Suba Prabhat
Translation: “Good morning” (only used by westerners)
Some time during the night (dawn, I think is what you call it) one dog apparently won the argument conclusively, but a couple of roosters were quick to offer their perspective. The birds in turn surrendered to a chaos of bells, radios playing unreasonably loud music, chanting voices, shouting voices, laughing voices, and motorbikes. My alarm clock was absurdly irrelevant.
Mina ji might have been impressed when I greeted her in Nepali this morning, had I not totally mispronounced the expression. Then again, she works hard to run this bed and breakfast, and needs a bit of comic relief every once in a while. So I’m to be the class clown of this little group of outsiders, though Erin Cusack — A Texan grad student — deserves honorable mention. Our MVP at this point is Jay Tekwani, a University of Richmond student who can converse with Mina ji in fluent Hindi. Let him. Before long, I’ll be speaking Nepali like a native, and he will find his translations obsolete. Then his honeyed words will curdle and spoil in his mouth.

After our morning tea, we all set out for the Lalitpur (present day Patan) Durbar Square. Once upon a time in medieval Nepal, the three city states of Kathmandu, Lalitpur, and Bhaktapur competed for control over the valley. Kathmandu won, but from the remnants of each city’s central palace it seems that the others put up a good fight. The Lalitpur square sports temples and shrines devoted to a fraction of the roughly 330 million (no sarcasm here) Hindu gods of creation, destruction, and everything in between, and to the one-and-only Buddha, who also gets a lot of credit.
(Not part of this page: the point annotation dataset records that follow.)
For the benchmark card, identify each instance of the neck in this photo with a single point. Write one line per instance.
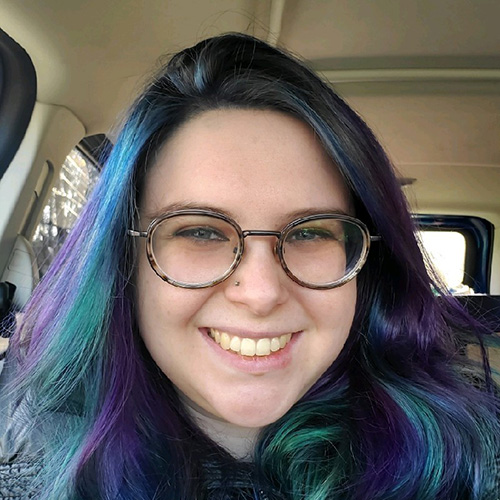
(238, 441)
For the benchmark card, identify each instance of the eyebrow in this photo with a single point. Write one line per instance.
(289, 216)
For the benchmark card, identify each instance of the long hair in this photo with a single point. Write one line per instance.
(400, 413)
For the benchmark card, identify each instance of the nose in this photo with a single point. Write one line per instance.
(262, 282)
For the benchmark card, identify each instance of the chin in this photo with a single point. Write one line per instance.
(255, 416)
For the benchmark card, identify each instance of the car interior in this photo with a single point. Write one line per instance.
(424, 74)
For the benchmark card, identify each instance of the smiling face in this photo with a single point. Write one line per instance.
(263, 169)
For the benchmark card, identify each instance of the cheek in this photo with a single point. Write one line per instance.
(333, 312)
(164, 312)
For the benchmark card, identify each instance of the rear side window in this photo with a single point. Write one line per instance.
(79, 175)
(460, 250)
(17, 97)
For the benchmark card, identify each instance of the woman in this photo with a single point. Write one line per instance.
(243, 310)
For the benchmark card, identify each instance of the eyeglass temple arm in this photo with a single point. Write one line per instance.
(139, 234)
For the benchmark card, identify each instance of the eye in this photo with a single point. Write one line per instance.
(305, 234)
(201, 233)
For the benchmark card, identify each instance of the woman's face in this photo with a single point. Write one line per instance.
(264, 169)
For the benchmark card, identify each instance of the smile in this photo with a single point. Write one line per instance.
(249, 347)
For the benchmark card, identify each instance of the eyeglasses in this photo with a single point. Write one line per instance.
(201, 248)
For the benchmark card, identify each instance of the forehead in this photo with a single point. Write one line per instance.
(248, 163)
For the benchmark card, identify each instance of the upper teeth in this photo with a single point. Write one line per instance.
(249, 347)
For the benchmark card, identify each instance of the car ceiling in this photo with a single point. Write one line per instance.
(424, 73)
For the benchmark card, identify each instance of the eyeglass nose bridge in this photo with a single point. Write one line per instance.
(259, 232)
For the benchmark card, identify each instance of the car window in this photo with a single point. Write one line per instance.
(78, 177)
(459, 249)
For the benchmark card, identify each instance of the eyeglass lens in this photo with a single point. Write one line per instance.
(199, 249)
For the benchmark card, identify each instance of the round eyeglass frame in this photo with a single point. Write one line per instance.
(242, 234)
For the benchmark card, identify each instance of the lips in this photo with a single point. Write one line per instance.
(245, 346)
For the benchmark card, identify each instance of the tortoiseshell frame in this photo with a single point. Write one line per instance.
(278, 249)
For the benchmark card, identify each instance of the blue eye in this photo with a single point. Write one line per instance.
(201, 234)
(305, 234)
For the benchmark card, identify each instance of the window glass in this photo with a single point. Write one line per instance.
(79, 175)
(447, 250)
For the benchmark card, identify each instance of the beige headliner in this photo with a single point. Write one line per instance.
(424, 73)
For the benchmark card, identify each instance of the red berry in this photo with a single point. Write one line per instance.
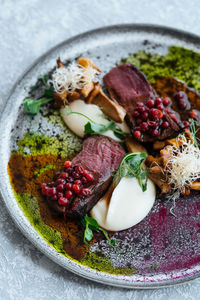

Elsewhere in Patan we stumbled on a another pair of god icons housed in two-story-tall shrines woven out of twined wood. The base of each shrine is a large cart that allows devotees to relocate the gods during festivals. As I stood thinking over the number of people (they don’t use engines or animals for this) required to move these behemoths, a young boy offered to anoint my forehead with ceremonial dye. Our guide dissuaded me from accepting, saying that the symbol had little religious significance in that context, and would only mark me as a tourist. We both agreed that, all things considered, this would be thoroughly unnecessary.